The deal may involve guilty pleas from the 10 Russian spies, including the honey pot Anna Chapman. MSNBC is reporting that this is going to end up being an 11 for 11 swap.
Relatives of Sutyagin, a nuclear researcher serving a 14-year sentence for spying for the United States, said he had told them he was going to be one of 11 convicted spies in Russia who would be freed in exchange for 11 people charged by the United States with being Russian agents.

Speculation swirled around the possible swap even as Russian and U.S. officials refused to directly comment on any possible exchange.
The various Russian spies are being moved to New York for what appears to be final disposition in the case - entering guilty pleas and sentencing. Those spies arrested in Virginia and Boston are being transferred to New York, joining Chapman and the others.
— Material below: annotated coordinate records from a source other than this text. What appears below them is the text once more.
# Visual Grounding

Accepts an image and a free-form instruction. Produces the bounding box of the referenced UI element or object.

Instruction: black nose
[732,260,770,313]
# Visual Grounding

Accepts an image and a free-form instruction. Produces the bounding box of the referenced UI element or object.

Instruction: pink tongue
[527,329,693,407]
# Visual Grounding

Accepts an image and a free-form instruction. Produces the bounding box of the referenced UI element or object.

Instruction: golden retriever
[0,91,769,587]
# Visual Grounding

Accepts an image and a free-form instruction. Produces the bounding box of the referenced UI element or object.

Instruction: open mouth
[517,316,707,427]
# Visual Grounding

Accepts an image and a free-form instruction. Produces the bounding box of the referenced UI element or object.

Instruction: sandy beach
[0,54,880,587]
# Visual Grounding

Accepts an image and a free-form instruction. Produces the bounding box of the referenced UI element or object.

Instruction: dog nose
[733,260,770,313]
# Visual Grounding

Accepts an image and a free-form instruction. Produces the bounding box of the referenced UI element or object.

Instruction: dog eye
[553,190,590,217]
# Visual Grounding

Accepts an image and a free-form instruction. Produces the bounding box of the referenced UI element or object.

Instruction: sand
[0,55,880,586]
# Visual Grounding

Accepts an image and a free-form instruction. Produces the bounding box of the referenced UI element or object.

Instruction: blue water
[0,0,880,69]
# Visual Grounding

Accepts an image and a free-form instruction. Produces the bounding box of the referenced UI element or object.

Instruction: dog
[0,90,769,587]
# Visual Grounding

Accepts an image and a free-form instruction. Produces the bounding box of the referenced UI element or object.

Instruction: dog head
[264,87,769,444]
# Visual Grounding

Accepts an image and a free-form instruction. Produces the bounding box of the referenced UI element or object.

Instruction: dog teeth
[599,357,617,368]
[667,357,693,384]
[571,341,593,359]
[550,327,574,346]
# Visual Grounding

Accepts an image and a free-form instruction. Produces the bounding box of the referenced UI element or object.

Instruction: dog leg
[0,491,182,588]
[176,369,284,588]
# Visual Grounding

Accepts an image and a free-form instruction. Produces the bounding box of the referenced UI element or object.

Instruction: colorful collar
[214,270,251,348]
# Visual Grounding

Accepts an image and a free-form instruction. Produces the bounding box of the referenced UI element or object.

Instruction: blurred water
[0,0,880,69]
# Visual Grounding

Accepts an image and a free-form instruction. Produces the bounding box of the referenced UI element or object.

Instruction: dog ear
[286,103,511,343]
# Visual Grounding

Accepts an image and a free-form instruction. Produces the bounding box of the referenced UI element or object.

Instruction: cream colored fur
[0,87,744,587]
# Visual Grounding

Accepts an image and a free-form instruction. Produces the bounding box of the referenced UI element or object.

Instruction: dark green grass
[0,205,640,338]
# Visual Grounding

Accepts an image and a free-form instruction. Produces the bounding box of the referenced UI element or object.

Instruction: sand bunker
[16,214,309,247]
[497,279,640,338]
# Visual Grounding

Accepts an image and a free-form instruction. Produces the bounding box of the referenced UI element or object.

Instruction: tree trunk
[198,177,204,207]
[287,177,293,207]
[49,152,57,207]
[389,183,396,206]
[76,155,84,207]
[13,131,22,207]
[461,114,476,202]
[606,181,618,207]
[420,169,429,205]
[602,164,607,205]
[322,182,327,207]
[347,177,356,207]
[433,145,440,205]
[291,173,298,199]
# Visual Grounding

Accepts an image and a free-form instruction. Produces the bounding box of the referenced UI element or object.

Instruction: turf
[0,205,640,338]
Federal judge Kimba Wood had signed an order yesterday requiring El Diario columnist Vicky Pelaez, Juan Lazaro's wife and fellow codefendant, remain detained until the judge can hear an appeal by the prosecutors over the $250,000 bail package approved last week (the other defendants were denied bail and considered flight risks after an 11th alleged spy jumped bail in Cyprus). It's not clear whether how the pending spy swap will handle Pelaez's situation.

Prosecutors have announced that all 10 alleged Russian spies will plead guilty to charges that they were unregistered agents in the US. That includes the hyperventilating Vicky Pelaez and her husband Juan Lazaro. However, that doesn't mean that all of them want to return to Russia - and that includes the NJ couple that had two kids (a further complication).

The criminal penalty for that charge is up to 5 years in prison.

We now know the true identity of four of the 10 Russian spies.
In entering their guilty pleas, five of the 10 revealed their real Russian names publicly for the first time. The couple known as Richard and Cynthia Murphy gave their names to the court as Vladimir and Lydia Guryev, and the couple who called themselves Donald Howard Heathfield and Tracey Lee Ann Foley said their real names were Andrey Bezrukov and Elena Vavilova. The defendant known as Juan Lazaro said he was Mikhail Anatonoljevich Vasenkov.
The interesting thing about this case is how quickly the feds got guilty pleas and how quickly the defendants admitted to their guilt. That would seemingly indicate that the case against them was quite strong, which makes one wonder just how much more intel could be gleaned from further inquiry. At least one Russian expert thinks that the catch and turnover was too quick to do a thorough debriefing of the spies to get as much intel as possible about tactics and methods.